Jérôme Jouannic : Les parties en France ont été faites chez moi, tout seul. Pour le reste j'ai fait appel à des amis caméramen et monteurs au Burkina pour faire ce clip. Tous les lieux et figurants sont chers à mon coeur. Les lieux sont « mes coins », mes QG ! Les figurants sont mes amis, mes frères même !
Lorsqu'on vous voit déprimer devant une bière, en France apparemment, vous languissez-vous du Burkina Faso justement ?
Jérôme Jouannic : Et oui, c'est ce que raconte ce morceau. A travers la Brakina, je montre que même en France le Burkina est présent dans ma tête chaque jour.
Comment décririez-vous le paysage musical de Ouagadougou ?
Jérôme Jouannic : Extrêmement riche, ouvert et généreux. Au même titre que le reste de la population, les musiciens sur place sont très souvent de très bons musiciens, très ouverts aux autres styles de musique, toujours prêts à découvrir de nouvelles choses. Et surtout très généreux et fiers de transmettre leurs connaissances.
Ouaga est une ville vraiment très riche et variée musicalement. Toutes les esthétiques y sont représentées (et bien !).
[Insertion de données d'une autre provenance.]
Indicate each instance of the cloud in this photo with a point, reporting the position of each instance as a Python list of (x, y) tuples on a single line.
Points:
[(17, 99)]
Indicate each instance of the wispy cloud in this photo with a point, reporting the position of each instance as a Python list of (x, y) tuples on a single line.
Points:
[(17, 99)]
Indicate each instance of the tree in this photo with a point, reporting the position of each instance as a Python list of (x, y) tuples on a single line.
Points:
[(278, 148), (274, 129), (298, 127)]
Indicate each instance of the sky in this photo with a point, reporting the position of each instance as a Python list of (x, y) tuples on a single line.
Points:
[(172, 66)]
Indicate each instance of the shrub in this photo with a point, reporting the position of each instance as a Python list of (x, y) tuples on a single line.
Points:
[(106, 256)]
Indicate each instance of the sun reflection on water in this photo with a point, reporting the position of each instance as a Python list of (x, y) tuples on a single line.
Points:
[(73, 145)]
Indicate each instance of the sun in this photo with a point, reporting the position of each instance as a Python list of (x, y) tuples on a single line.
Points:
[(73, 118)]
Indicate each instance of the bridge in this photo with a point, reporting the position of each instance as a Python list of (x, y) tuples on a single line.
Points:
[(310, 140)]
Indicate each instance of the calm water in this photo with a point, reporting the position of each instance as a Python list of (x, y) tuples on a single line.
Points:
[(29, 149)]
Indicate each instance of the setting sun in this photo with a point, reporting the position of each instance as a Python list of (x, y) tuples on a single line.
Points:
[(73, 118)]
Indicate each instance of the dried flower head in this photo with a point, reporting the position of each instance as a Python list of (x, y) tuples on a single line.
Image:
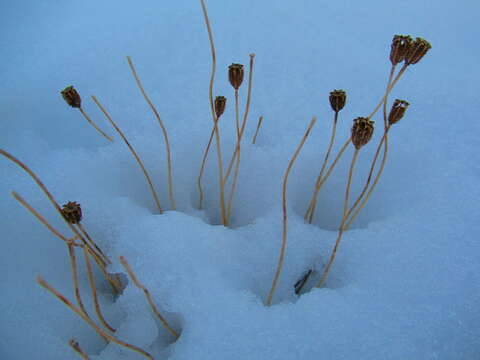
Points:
[(399, 48), (398, 110), (70, 95), (235, 75), (220, 102), (362, 131), (416, 51), (337, 100), (72, 212)]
Vous avez travaillé comme batteur avec de grands artistes africains comme Manu Dibango, Alpha Blondy, Tiken Jah Fakoly. Quels souvenirs en gardez-vous ?
Jérôme Jouannic : Alors, je n'ai fait que les premières parties de Tiken et Alpha mais c'était déjà génial. Quant à Manu Dibango, j'ai eu la chance d'avoir joué une fois avec lui. Un grand Monsieur, rassurant, généreux, de grands conseils et excellent musicien bien sûr ! Un pilier de la musique africaine. On l'appelait le baobab, ça n'est pas pour rien.
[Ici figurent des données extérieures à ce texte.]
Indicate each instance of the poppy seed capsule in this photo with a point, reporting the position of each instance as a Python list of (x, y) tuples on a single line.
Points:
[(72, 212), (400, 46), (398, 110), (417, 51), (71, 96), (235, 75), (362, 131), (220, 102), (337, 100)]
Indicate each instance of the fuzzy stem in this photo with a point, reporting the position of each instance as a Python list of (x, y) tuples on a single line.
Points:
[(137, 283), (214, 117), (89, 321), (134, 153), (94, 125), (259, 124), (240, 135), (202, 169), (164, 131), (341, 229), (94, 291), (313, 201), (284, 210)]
Comment comptez-vous célébrer la sortie de ce premier album solo ?
Jérôme Jouannic : Avec un concert de sortie d'album complètement dingue ! L'ensemble des musiciens présents sur l'album seront là ! Et, cerise sur le gâteau, mon idole de la kora (que j'ai invité sur un titre de l'album) sera peut-être présent à ce concert ! Son nom sera dévoilé très bientôt. Nous prévoyons de faire une captation live de ce concert pour éventuellement sortir un clip live !!! Ensuite, une tournée au Burkina Faso est en cours de préparation. Je dois aller présenter cet album aux burkinabés !
Remerciements chaleureux à Jérôme Jouannic
ZOOM
Une atmosphère de travail exceptionnelle
Dans quelle atmosphère de travail avez-vous réalisé cet album ?
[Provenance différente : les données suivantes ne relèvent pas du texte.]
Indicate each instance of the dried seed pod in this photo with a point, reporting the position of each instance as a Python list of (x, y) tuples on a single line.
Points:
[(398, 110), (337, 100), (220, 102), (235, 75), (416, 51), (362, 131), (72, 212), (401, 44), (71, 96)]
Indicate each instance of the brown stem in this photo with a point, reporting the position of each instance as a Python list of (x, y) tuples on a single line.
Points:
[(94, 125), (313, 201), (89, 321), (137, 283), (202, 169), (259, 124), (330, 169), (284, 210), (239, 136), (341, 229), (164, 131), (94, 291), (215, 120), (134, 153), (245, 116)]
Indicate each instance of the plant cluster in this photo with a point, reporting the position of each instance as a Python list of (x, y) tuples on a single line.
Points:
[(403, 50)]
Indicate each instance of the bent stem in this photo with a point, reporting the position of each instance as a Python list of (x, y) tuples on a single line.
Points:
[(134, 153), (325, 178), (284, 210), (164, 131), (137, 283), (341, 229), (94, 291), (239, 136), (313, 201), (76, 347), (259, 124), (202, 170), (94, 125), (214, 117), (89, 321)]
Jérôme Jouannic : Je dirais, à vu d'oeil : au moins 50 kilos de viande, une centaine de litres de bière, une cinquantaine de litres de vin (et je ne compte pas le rhum !) et tous ça en deux sessions de 2 semaines et le tout à raison de 2 à 3 heures de sommeil par nuit maximum !
Et oui, un petit détail, nous avons tout enregistré chez moi à domicile (Studio Badala), nous pouvions donc travailler la nuit, ce qui est un grand avantage !
L'ensemble des musiciens présents dans mon album sont soit frères, soit cousins ou amis d'enfance ! Je vous laisse donc imaginer l'ambiance dans laquelle nous avons travaillé ! Familiale, joviale, folle même ! Mais toujours très sérieux lorsqu'il fallait enregistrer.